La fin de ce développement, qui porte sur les mots « se tenaient au-dessus de lui » (εἱστήκεισαν ἐπάνω αὐτοῦ ; Gn 18, 2) confirme la séparation qui demeure entre Abraham – et toute créature – et l’Être et ses puissances : « Dieu est au-dessus de toute la création, ainsi que les puissances de Dieu qui administrent, prennent soin et dirigent ». Philon achève avec ces mots de livrer sa première interprétation du lemme biblique : Abraham voit Dieu, mais d’une façon à la fois une et triple, et cette vision est celle d’une réalité transcendante à laquelle il a un certain accès, mais qui le dépasse.

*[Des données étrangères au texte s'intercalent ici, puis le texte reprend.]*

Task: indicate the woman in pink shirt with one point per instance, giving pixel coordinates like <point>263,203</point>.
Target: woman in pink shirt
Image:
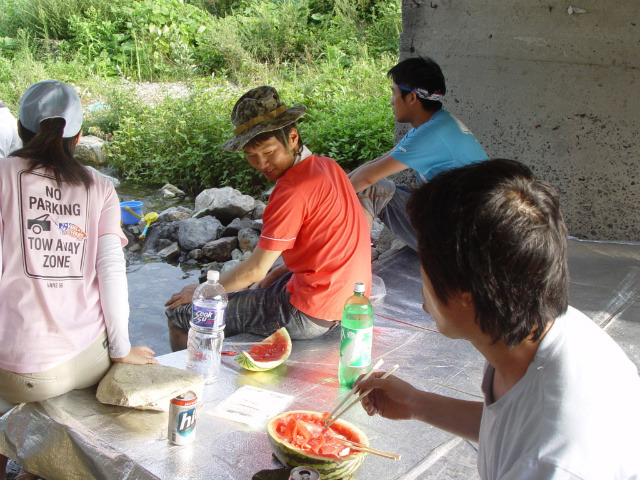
<point>64,308</point>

Contrairement donc au De Abrahamo, Philon s’intéresse tout autant à la capacité qu’a Abraham de voir Dieu qu’à la distinction radicale qui demeure entre eux, et il le fait en s’appuyant sur des détails précis du texte qu’il commente : dans la première quaestio, il s’agissait de la mention de la tente, assimilée au corps, et de l’éblouissement provoqué par la lumière divine, tandis que dans la deuxième il s’agit de la position surélevée des figures qui apparaissent à Abraham. Philon ne se contente pas de relever ces détails et de les aligner les uns à la suite des autres dans le cours de son exégèse : l’orientation qu’il confère à son commentaire, spécifique à ce traité, lui permet de rendre compte de ce qui constitue le nœud de son exégèse de l’épisode biblique en son entier, à savoir l’identité des visiteurs et la nature de l’apparition perçue par Abraham.

Notes
327.

Op. cit., n. g, p. 271.

328.

Pour la dénomination des deux puissances, nous renvoyons notamment à Abr., 121 et QG III, 39 sur Gn 17, 1.